An interdepartmental year 2000 monitoring committee has been overseeing the achievement of year 2000 compliance in IT systems and other office equipment and plant in the Civil Service since 1997 and has been reporting on the level of progress to Government every two months. In general, year 2000 compliance programmes in Departments and offices are progressing well. At this stage, approximately one-third of Departments and offices have completed all business critical year 2000 projects and most of the remainder are on target to complete their remaining projects before or by the Government deadline of the end of July.
There are two systems - the PULSE project in An Garda Síochána and the fishery protection information system in the Defence Forces - which will not be compliant until September-October. Both are large-scale complex replacement systems which have been in development for a number of years and, although the bulk of remedial work will be completed on these systems by the Government deadline, it will take until the September-October timeframe to implement them fully because of their size and complexity.
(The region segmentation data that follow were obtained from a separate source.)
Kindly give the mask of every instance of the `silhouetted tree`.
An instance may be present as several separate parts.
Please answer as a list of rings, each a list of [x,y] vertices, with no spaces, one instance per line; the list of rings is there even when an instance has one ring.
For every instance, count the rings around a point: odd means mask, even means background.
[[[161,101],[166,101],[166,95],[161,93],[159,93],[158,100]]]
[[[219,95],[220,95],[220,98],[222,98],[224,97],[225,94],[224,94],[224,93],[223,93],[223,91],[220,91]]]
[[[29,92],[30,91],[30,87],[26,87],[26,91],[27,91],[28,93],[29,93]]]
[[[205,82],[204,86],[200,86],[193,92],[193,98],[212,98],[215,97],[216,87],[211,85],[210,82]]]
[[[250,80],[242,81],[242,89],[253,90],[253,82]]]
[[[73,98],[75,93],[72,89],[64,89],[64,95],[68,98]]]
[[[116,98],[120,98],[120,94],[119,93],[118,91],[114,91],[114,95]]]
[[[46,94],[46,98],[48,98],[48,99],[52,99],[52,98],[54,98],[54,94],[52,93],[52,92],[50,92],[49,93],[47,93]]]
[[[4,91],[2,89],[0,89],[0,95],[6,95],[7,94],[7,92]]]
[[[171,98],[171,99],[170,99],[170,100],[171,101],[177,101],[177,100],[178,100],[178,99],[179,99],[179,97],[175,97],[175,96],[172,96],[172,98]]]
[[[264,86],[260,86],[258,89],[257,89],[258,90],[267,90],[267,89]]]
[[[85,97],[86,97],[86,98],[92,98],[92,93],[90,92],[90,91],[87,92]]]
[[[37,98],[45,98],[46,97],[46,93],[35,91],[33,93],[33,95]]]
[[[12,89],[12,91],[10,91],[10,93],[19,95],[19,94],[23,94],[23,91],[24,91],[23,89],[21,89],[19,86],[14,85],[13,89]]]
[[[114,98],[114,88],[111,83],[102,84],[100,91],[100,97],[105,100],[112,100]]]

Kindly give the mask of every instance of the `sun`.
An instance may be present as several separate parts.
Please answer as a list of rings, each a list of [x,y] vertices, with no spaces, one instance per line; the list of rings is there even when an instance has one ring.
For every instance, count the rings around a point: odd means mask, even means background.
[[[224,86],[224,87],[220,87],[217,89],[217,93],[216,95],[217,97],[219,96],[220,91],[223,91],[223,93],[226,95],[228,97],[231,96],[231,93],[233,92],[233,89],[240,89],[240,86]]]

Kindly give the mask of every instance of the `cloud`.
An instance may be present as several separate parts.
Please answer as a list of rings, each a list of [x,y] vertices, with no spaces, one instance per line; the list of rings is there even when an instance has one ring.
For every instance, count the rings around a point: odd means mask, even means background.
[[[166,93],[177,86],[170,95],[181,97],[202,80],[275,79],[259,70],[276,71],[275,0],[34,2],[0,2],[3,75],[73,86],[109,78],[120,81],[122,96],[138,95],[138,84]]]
As a result of the efforts made to date, Ireland is well advanced in preparing for the year 2000 problem. Reports by international industry analysts and monitoring bodies, such as the Gartner Group and the Global 2000 co-ordinating group, rate Ireland at the best state of readiness. This is comparable to countries such as Australia, Canada, Holland, Sweden, UK, and USA.
That completes my review of the Estimates in the Finance group. I thank the members of the committee for their attention and, as I have already said, I will try to answer any questions they may have.